Too fast? Not really. But it sure feels that way. Just when we’ve figured something out, she grows out of it. We had the sleeping thing down, my friends – swaddled and cuddled, and then she was out for the night. But by the time we’d figured that out, suddenly her legs were too long for the swaddling blanket and she could free herself, like a tiny Houdini, and roll herself over like a turtle. And there we are, her mother and I, thinking, who is this? What happened to my baby that I could swaddle and rock straight to sleep? Which is then followed by the thought, What the hell do we do now?
That’s parenting in a nutshell: What the hell do we do now? Change is occurring far faster in our lives now than it has occurred for me since, well, since I can remember. Every week – sometimes every day – is something new. Change is happening all the time. She just grows so damn fast.
Parents have been telling me to enjoy it.

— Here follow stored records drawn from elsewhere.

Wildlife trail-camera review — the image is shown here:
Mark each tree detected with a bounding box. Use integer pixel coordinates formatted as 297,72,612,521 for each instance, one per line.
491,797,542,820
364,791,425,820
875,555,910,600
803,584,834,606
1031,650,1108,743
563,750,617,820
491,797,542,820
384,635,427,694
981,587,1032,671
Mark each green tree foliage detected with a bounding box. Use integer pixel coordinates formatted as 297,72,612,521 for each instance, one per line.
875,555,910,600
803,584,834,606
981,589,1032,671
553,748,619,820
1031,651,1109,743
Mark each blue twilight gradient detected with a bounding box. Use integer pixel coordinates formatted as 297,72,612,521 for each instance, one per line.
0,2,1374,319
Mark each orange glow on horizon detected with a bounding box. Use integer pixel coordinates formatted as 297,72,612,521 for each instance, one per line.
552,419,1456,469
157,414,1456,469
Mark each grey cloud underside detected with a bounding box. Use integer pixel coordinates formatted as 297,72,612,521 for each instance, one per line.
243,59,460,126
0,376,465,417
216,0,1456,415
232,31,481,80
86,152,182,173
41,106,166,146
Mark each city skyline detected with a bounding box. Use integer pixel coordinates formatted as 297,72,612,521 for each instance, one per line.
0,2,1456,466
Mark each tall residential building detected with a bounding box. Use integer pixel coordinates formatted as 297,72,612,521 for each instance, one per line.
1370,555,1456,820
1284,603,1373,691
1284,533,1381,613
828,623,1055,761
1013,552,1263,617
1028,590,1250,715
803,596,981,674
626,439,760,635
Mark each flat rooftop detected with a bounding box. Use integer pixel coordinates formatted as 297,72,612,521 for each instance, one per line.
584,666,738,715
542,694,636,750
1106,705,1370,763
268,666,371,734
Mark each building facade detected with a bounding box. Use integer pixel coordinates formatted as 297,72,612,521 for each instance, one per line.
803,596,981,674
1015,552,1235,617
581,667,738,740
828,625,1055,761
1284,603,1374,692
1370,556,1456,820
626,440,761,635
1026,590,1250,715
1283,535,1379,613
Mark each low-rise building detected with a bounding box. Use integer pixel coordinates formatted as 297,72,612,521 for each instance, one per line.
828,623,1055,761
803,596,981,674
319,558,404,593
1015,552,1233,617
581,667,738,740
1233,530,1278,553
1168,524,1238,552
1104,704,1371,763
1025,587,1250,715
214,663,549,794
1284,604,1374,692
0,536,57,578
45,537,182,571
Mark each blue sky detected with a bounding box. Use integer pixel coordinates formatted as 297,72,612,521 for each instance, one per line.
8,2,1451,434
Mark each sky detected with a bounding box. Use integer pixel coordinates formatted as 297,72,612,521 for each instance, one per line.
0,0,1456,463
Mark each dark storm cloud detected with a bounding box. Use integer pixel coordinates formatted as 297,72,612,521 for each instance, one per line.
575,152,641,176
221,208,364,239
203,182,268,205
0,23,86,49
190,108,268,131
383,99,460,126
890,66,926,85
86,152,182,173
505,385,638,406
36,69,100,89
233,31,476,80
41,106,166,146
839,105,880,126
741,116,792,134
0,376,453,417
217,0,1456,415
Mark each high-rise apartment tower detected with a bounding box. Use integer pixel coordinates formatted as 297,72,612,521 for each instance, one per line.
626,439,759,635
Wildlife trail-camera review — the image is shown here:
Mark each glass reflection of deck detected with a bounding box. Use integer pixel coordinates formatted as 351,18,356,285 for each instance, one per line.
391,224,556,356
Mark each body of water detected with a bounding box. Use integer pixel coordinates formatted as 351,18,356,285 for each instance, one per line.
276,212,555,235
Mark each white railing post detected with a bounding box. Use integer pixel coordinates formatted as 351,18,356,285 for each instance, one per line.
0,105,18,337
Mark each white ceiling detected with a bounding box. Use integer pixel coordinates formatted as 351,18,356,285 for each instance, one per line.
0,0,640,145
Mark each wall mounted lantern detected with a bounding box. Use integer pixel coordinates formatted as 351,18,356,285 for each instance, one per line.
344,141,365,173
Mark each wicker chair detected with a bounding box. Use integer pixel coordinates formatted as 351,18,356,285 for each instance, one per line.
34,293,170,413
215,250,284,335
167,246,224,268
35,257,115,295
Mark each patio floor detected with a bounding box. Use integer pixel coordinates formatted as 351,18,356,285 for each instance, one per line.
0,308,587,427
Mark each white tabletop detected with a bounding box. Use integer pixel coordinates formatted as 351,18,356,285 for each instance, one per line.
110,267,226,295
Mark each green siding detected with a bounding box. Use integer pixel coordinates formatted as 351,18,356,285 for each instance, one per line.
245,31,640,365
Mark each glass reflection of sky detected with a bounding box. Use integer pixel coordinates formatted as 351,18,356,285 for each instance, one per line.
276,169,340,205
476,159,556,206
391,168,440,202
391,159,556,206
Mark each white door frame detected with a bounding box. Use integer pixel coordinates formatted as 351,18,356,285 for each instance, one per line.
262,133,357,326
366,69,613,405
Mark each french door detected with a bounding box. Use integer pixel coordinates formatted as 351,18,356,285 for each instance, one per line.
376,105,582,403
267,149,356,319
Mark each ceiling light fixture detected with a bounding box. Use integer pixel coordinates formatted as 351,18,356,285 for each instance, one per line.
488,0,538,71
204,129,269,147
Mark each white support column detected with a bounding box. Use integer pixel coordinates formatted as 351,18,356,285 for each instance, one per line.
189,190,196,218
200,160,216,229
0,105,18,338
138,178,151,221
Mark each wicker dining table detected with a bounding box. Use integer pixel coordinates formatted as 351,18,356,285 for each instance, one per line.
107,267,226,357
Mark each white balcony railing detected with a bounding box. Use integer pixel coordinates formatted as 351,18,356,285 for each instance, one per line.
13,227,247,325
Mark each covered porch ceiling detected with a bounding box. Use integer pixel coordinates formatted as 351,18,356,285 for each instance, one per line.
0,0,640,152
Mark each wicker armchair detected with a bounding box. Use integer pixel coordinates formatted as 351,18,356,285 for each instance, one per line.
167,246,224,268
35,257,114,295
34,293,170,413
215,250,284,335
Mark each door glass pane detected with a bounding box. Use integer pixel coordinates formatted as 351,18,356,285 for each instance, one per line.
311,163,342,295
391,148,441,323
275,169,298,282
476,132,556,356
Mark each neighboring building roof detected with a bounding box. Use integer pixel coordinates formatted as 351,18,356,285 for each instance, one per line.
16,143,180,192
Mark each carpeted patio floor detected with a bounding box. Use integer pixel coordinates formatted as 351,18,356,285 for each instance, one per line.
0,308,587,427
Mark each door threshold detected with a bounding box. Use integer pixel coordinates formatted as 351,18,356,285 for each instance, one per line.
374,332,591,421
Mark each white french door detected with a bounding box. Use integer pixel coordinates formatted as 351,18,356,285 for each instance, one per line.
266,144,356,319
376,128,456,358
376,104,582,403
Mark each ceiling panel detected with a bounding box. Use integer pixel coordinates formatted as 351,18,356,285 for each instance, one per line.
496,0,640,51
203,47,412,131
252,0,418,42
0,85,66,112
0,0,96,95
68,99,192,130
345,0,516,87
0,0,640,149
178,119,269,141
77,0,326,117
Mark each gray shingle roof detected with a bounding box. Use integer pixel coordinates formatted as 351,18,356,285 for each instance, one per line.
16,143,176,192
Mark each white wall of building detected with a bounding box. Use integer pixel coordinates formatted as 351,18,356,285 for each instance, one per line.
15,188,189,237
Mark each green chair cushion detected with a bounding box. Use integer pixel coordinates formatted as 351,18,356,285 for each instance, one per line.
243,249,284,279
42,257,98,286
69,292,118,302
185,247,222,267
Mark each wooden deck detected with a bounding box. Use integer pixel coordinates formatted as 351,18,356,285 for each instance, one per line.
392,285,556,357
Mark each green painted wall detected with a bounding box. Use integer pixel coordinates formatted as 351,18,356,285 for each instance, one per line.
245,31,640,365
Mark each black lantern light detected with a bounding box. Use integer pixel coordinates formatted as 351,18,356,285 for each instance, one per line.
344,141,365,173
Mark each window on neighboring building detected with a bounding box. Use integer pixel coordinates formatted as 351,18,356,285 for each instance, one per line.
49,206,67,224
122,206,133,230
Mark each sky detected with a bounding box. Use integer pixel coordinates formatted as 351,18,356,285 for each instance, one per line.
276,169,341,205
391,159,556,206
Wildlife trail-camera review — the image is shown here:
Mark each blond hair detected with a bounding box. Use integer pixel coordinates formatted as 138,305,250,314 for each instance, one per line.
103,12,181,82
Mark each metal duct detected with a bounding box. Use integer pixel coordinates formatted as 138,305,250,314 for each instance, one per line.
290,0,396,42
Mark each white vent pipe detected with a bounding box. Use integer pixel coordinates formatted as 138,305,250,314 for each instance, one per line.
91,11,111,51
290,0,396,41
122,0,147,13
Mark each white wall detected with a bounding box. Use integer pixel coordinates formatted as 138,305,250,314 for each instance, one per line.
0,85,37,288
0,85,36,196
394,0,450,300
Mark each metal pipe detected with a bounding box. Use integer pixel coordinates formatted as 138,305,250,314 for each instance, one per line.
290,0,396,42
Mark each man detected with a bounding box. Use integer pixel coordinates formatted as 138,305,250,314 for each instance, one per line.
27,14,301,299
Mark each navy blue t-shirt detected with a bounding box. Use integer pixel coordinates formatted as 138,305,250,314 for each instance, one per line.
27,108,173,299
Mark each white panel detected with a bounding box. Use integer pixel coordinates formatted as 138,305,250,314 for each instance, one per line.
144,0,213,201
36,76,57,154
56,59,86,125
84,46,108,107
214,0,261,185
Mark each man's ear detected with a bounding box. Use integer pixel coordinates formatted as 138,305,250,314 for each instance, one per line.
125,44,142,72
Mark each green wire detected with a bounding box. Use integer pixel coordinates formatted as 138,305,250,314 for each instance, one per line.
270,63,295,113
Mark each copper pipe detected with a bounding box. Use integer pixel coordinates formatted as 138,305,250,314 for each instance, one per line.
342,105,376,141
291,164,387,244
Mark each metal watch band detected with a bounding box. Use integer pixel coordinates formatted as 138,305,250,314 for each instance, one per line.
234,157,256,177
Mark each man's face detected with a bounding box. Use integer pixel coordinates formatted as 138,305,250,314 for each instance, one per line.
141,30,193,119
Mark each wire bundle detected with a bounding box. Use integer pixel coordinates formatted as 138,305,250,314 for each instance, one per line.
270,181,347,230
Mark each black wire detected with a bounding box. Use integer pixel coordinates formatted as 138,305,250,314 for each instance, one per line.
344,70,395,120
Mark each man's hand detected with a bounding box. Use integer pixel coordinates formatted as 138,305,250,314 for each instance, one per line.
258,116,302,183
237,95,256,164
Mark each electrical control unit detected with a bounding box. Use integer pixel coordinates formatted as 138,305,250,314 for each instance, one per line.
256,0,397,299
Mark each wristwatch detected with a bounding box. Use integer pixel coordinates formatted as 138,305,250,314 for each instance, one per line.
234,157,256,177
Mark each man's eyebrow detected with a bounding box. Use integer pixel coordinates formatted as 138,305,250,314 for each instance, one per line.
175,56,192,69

They’ve been telling me it goes fast. And I believed them, I guess, because my own life has seemed like that at times. I mean, my new doctor is younger than I am, and when I first met her, I thought, how is this possible that she could be younger than and a doctor? Oh, that’s right, I’m older than I used to be. So yeah, I believed that one day I would wake up and think, where did the time go? But this soon? That’s kind of a surprise. And upon reflection, I realize that it isn’t even so much that time goes by fast, as much as that it just never stops.
I can remember pulling my lovely spouse’s car up to the curb at the hospital and helping her up out of the wheelchair as she carried our beautiful one-day-old daughter in her arms. I strapped our little girl into the car seat, helped my dear wife buckle herself in, and then I climbed into the driver’s seat and we were off. It doesn’t feel like we’re speeding, but the scenery is constantly changing and there’s no pulling off to the side for a picnic. I just have to enjoy it as we pass it because then it’s gone. On to the next thing, and once we’ve figured that thing out, then it’s on to the next. That’s what growth is, I suppose.